Considering the multiple possibilities for interaction can be overwhelming — but teachers, parents, and students are encouraged to brainstorm opportunities to make meaningful connections both during and outside of class and just begin somewhere! Doing one thing well is much more effective than understanding a hundred things and doing nothing!
Some examples that have worked in my experience:
- College students can mentor middle school students
- Grandparents can encourage and provide constructive feedback to elementary aged children
- Experts on any topic can visit a classroom learning about that subject via Google Hangout or Skype
- Parents can tap into what is actually happening in their children’s learning environments to prompt broader conversations around the dinner table, encourage students to recall and rehearse new learning, and foster personal connections to the learning.

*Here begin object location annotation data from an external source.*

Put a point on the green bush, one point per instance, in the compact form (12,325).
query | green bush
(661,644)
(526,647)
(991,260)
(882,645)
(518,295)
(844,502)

For those new to the opportunities of online connection, there may be some useful resources in this TIES Presentation on School to Parent Communication by Dr. Roxanne Pickle and myself. There is a special emphasis in materials here on meeting the needs of exceptional students as well.
What do you do or plan to do in the future?
Graduate student Rob Mathis created a set of tutorials for his EDUC 642 Service Learning project to help parents set up their home wifi to protect children. Click here to go to his wiki where you can watch three tutorials at home and set up your server to work under parameters with which you are comfortable. This might include precluding access to certain web content or controlling the hours that certain networks are available to your children’s devices.